If you'e only interested in straight line performance on a budget then lowers and adjustable uppers are required. You'll also need a good set of shocks like CE's adjustables and perhaps a anti-roll bar. Of course sub frame connectors are required no matter which route you take.

The path to low and consistant 60 foots is not cheap.

I want the best of both worlds, I don't want to have amazing straight line capabilities but suck in the corners. This is 90% a street car which sees a lot of driving and I just want the tires to stick when I gun it but also push harder through corners. How much am I lookin to spend?
 
HEY GUY ; i am stuck in the same position as u, for the track get ET street tries, i deflate then to 11 psi. Night and day difference, ( no inner tubes) .for the street i think any control arms will work, i wouldn't go with southside lowers or any that don't have any give, i think that will rip apart the body. I just threw in mega bite jr, and south side uppers, i still want more bite off the line thinking of going with shocks and springs next, maybe eibach darg springs and tokico shocks, not sure if u can use them with a convertable?
 
I would get ET Street tires but I don't go to the track often at all, haven't been yet, and they would suck in New England weather so thats a no no.

Can anyone else suggest something that is the best of both worlds?
 
I put the MM full length subs and pan hard bar on last winter. Both are great pieces and make the car more solid. The pan hard bar will get rid of the annoying fish tail action that these foxs are know for. With those 2 things I was getting better grip with the rear suspension on my street tires at the track. I also have had the MM lower control arms for quite a while. They do make some quality stuff.
As stated earlier that torque arm is not in that kit because that would add $400 to $600 more to the price. That is my next suspension piece that I want to get.
Anything you can do to stiffen the car and make the suspension do the work and not let the unibody flex the better the car will be. The strut tower brace and K member brace will def. help you out and make the car handle like it should without interference from the unibody flexing. I have the 4 point K member brace but can't fit a strut tower brace because of my turbo:( .
Do you have subframes yet? If not than I would do that first and make sure they are the full length ones. I'm soooo glad I put them on my car.
 
Black Sun 5.0 said:
Does the panhard bar eliminate the upper control arm, or does it just make is not necessary to upgrade? I'm curious, because I'm resto'ing a '90 that has all stock components and I want to replace all the ratty, rusted items on the car.
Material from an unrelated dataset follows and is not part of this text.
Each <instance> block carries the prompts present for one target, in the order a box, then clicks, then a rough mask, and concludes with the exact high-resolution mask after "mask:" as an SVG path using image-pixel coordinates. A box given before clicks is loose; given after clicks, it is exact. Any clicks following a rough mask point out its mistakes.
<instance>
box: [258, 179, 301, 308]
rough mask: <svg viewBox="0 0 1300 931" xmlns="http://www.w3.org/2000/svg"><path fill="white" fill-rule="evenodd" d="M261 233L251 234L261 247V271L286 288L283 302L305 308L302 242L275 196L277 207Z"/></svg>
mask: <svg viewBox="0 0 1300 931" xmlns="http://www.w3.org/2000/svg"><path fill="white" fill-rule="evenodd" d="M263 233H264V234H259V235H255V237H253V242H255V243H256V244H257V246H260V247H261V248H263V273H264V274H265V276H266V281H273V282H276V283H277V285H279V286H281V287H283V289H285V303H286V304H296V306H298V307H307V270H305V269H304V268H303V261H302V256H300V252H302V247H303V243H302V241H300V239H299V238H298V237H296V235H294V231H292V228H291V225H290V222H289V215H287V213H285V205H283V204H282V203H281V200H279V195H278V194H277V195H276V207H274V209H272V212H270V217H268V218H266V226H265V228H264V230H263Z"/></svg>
The Panhard bar locates the rear end with regard to side to side in the car and prevents it from moving from side to side unpredictably. It neither replaces the UCAs or makes it necessary to replace them. It is used much more often in road racing and roundy-round (Nascar) than drag racing.
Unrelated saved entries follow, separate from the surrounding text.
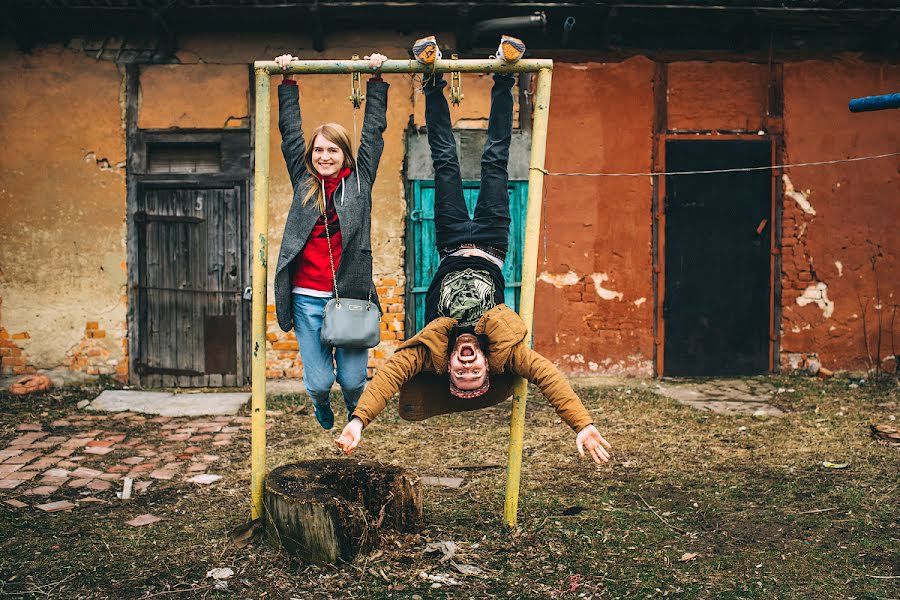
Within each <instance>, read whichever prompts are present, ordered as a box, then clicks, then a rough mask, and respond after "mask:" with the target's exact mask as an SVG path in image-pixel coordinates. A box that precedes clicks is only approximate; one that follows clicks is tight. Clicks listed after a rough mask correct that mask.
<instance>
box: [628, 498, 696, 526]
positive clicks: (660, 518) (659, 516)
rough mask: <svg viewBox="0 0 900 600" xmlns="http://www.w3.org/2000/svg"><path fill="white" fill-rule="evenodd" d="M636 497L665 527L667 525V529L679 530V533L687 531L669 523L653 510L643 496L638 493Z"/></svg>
mask: <svg viewBox="0 0 900 600" xmlns="http://www.w3.org/2000/svg"><path fill="white" fill-rule="evenodd" d="M638 498H640V499H641V502H643V503H644V506H646V507H647V508H648V509H650V512H652V513H653V514H654V515H656V518H657V519H659V520H660V521H662V522H663V524H665V526H666V527H668V528H669V529H671V530H673V531H677V532H679V533H687V531H685V530H684V529H681V528H680V527H675V526H674V525H672V524H671V523H669V522H668V521H666V520H665V519H664V518H663V517H662V516H661V515H660V514H659V513H658V512H656V510H655V509H654V508H653V507H652V506H650V505H649V504H647V501H646V500H644V497H643V496H641V495H640V494H638Z"/></svg>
A pandhard bar is not usually used on the street.

If you're going to go through the trouble of installing a panhad bar (welding is often required) it is advisable to replace the UCAs and LCAs.

For the street I would just do the arms and not worry about more high tech suspension pieces unless you plan to seriously race the car.
 
As far as the rear...LCA's & UCA's. A panhard bar would only really be necessary if you're in the twisties, but it could help w/ straight line stuff as well.

As far as the front braces, they're definately NOT just for verts. My old 89 GT saw GREAT benefits from both the K-Member and strut tower braces.
 
Does the panhard bar eliminate the upper control arm, or does it just make is not necessary to upgrade? I'm curious, because I'm resto'ing a '90 that has all stock components and I want to replace all the ratty, rusted items on the car.

you can only eliminate the uppers if you have a panhard rod and a torque arm. You don't have to upgrade the uppers at this point but the lowers would be great to upgrade no matter what you do.